Monday, February 11, 2008

Whatever happened to the facts?

I realise I've been ragging on conservatives for quite a while - but the problem is they drive me crazy! Especially trying to debate something with one.

Because conservative logic is blissfully free of fact. Opinions and decisions are not reached through an objective appraisal of the evidence, but through sheer, pig-ignorant gut feeling. "This is the way I feel," a conservative will argue, "and nothing you tell me or show me will make me feel any different."

It's a condition comedian Stephen Colbert characterised as 'Truthiness.' "We're not talking about truth," he explained, "we're talking about something that seems like truth—the truth we want to exist."

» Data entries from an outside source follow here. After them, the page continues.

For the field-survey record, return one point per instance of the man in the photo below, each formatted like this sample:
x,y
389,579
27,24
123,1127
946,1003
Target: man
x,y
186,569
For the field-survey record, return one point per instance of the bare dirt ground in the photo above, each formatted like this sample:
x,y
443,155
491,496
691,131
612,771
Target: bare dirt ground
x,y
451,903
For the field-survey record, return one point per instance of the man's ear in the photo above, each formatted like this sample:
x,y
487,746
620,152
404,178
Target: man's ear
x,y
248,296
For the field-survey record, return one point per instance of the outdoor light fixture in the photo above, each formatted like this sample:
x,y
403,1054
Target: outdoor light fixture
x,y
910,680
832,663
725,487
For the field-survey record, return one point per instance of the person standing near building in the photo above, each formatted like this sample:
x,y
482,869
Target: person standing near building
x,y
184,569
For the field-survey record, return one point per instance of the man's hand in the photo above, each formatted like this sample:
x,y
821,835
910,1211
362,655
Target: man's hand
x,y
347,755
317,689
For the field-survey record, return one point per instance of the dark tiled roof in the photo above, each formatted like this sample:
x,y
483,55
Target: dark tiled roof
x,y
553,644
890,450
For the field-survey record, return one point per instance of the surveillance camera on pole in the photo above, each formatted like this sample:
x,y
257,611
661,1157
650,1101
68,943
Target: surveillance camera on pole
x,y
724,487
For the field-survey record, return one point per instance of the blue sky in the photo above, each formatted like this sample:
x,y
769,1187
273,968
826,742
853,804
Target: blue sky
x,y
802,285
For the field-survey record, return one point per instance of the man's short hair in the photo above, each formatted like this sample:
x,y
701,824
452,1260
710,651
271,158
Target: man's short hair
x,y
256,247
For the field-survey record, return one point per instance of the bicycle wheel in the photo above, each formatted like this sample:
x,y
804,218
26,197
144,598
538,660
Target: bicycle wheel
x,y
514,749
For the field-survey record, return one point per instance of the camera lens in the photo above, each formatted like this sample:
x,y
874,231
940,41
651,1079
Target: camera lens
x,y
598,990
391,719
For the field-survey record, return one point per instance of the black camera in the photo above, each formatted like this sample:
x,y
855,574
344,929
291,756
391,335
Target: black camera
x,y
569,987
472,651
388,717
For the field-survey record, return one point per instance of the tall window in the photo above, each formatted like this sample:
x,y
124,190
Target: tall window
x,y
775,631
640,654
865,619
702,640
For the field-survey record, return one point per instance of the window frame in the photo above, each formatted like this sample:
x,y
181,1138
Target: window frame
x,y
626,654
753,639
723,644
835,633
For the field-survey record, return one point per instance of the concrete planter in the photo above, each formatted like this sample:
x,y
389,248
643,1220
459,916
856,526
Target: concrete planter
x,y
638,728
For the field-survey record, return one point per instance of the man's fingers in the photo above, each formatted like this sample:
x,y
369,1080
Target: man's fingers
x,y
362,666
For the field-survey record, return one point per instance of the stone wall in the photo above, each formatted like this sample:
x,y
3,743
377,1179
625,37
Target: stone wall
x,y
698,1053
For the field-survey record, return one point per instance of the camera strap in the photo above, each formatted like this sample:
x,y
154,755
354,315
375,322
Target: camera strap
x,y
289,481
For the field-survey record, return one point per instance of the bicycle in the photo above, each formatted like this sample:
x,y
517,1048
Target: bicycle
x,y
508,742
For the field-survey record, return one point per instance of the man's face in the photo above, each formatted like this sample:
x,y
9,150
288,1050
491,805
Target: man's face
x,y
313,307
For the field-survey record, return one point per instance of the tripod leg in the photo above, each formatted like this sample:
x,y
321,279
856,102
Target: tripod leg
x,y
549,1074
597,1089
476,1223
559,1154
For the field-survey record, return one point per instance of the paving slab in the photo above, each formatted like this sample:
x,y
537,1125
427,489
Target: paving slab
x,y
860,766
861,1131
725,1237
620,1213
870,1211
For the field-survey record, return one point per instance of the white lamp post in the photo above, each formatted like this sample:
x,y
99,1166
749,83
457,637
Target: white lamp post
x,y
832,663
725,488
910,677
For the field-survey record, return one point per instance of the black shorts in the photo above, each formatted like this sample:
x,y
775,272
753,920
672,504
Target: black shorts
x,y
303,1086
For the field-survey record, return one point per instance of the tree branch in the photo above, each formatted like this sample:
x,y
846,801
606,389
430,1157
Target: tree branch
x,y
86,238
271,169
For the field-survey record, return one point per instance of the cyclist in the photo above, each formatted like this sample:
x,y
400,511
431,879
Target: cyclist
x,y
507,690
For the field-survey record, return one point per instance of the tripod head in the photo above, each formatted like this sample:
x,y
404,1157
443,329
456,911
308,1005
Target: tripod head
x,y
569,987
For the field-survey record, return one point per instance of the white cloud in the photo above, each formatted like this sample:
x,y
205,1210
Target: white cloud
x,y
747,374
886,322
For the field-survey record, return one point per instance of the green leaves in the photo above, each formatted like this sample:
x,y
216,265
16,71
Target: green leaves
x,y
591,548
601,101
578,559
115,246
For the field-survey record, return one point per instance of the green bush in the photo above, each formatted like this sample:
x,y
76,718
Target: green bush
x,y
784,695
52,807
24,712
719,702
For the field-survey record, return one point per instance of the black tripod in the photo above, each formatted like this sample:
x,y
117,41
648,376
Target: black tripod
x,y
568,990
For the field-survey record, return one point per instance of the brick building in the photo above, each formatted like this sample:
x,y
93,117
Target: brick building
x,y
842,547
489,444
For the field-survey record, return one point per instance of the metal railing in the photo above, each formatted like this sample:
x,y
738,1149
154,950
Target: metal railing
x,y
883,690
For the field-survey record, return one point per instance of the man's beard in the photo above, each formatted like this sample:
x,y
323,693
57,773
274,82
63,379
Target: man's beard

"It used to be, everyone was entitled to their own opinion, but not their own facts," he continues, "but that's not the case anymore."

Colbert managed to hit the nail right on the head with his definition of the word 'truthiness.' Because we live in a world now that's moving further and further away from rationality, straight into the lap of blissful ignorance.

And there, facts are totally redundant.

A conservative doesn't base his or her opinions on facts. Instead, they're based on a more nourishing mixture of gut feeling and assumptions. Assumption always comes before fact - whereas a rational person examines the facts first and makes assumptions based on them afterwards.

Take creationism, for example. A creationist makes the assumption that the Bible contains an 100% accurate account of the creation of the world - 7,000 years ago when God made Adam from the clay of the earth and Eve from one of his ribs. He examines the evidence afterwards and interprets it in a way that will match his assumption.

A rational person, on the other hand, examines the evidence first and uses that as a basis for his assumptions. Learning that every tree grows a 'ring' during each year of it's life, he could cut down the oldest tree in the world, count the rings and assume (based on the facts) that the world is 4,000 years old (the age of the oldest tree on earth.) Or he could learn that there's a new layer of ice grown in the North Pole every year, so he could drill through the ice and count the layers to discover that the 'world' (or, at least, ice) was 420,000 years old. Similarly, examining geological evidence suggests the world is half a billion years old. All assumptions are based on physical evidence.

That same physical evidence is open to interpretation - which means a rational person might come to one conclusion, but be forced to change their mind should further evidence disprove their original hypothosis. The problem with conservative is that their assumptions are set in stone - often before they've even examined the facts.

Once those assumptions have been made, a true conservative is incapable of changing their mind - no matter what the 'facts' say. That's my major problem with them.

You can't debate with somebody who's incapable of changing their mind. You might as well argue with a brick wall.

3 comments:

Anonymous said...

you are a moron

Roland Hulme said...

Interesting opinion! Do you actually have anything to say on the matter? Or do you just want to shoot off insults behind the comforting anonymity of the Internet?

Simon Scarlet said...
This comment has been removed by the author.